As alleged, Carrasquillo converted a large portion of his profits into homes and dozens of vehicles, including high-end sports cars. When agents attempted to seize those items pursuant to judicially-authorized warrants, Carrasquillo made false statements about and attempted to hide some of those vehicles, including a Freightliner recreational vehicle and a McLaren sports vehicle.
“We take seriously schemes for profit that infringe upon copyrights,” said Assistant Attorney General Kenneth A. Polite Jr. of the Justice Department’s Criminal Division. “The charges announced today demonstrate the department’s continuing commitment to protect copyright holders from theft.”
“These defendants are charged with engaging in a massive, years-long scheme to steal copyrighted content, which is a serious federal crime,” said Acting U.S. Attorney Jennifer Arbittier Williams for the Eastern District of Pennsylvania. “As this prosecution shows, protecting intellectual property rights is an important priority of our office and the entire Department of Justice.”
“You can’t just go and monetize someone else’s copyrighted content with impunity,” said Acting Special Agent in Charge Bradley S. Benavides of the FBI’s Philadelphia Division. “That’s the whole point of securing a copyright. Theft is theft, and if you’re going to willfully steal another party’s intellectual property, the FBI stands ready to step in and shut you down.”
“All income is taxable, including income derived from illegal means,” said Acting Special Agent in Charge Yury Kruty of the Philadelphia Field Office for IRS-Criminal Investigation (IRS-CI). “In addition, it is a crime to knowingly engage in monetary transactions involving criminally derived property of a value greater than $10,000 that is derived from a specified unlawful activity, such as wire fraud. IRS-CI will continue to work with our law enforcement partners to bring charges against individuals who choose to participate in illegal schemes such as that alleged here.”
Carrasquillo was arrested on Sept. 21. He is charged with one count of conspiracy to commit copyright infringement and related offenses; one count of violating the Digital Millennium Copyright Act; one count of reproduction of a protected work; 19 counts of public performance of a protected work; four counts of access device fraud; six counts of wire fraud; three counts of making false statements to a bank; 19 counts of money laundering; two counts of making false statements to law enforcement officers; two counts of removal of property to prevent seizure; and four counts of tax evasion. In total, if convicted of all counts, Carrasquillo faces up to 514 years’ imprisonment.

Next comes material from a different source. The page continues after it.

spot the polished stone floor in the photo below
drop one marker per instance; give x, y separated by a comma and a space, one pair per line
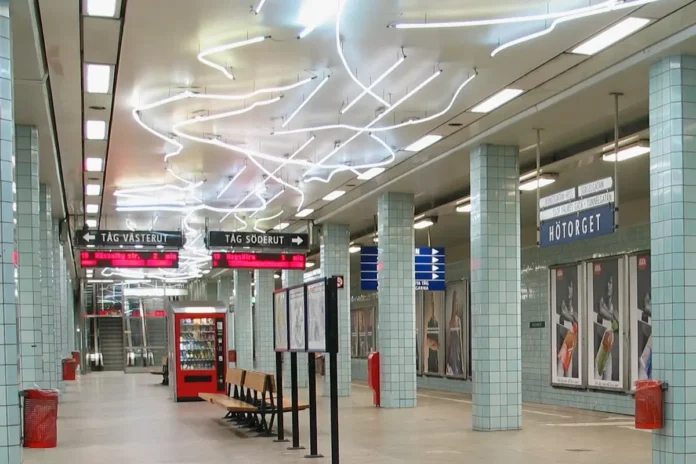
109, 418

Gonzalez was arrested on Sept. 21. He is charged with one count of conspiracy to commit copyright infringement and related offenses; one count of violating the Digital Millennium Copyright Act; one count of reproduction of a protected work; 19 counts of public performance of a protected work; four counts of access device fraud; five counts of wire fraud; two counts of making false statements to a bank; and one count of money laundering. In total, if convicted of all counts, Gonzales faces up to 244 years’ imprisonment.
A summons to appear in court was issued to Barone, and he is scheduled to make his initial appearance today in the Eastern District of Pennsylvania. He is charged with one count of conspiracy to commit copyright infringement and related offenses; one count of violating the Digital Millennium Copyright Act; two counts of access device fraud; and five counts of wire fraud. In total, if convicted of all counts, Barone faces up to 130 years’ imprisonment.
A federal district court judge will determine any sentence after considering the U.S. Sentencing Guidelines and other statutory factors.
The FBI and IRS-CI are investigating the case.
Trial Attorney Jeff Pearlman of the Criminal Division’s Computer Crime and Intellectual Property Section and Assistant U.S. Attorneys Christopher J. Mannion and Matthew T. Newcomer of the Eastern District of Pennsylvania are prosecuting the case.
An indictment is merely an allegation, and all defendants are presumed innocent until proven guilty beyond a reasonable doubt in a court of law.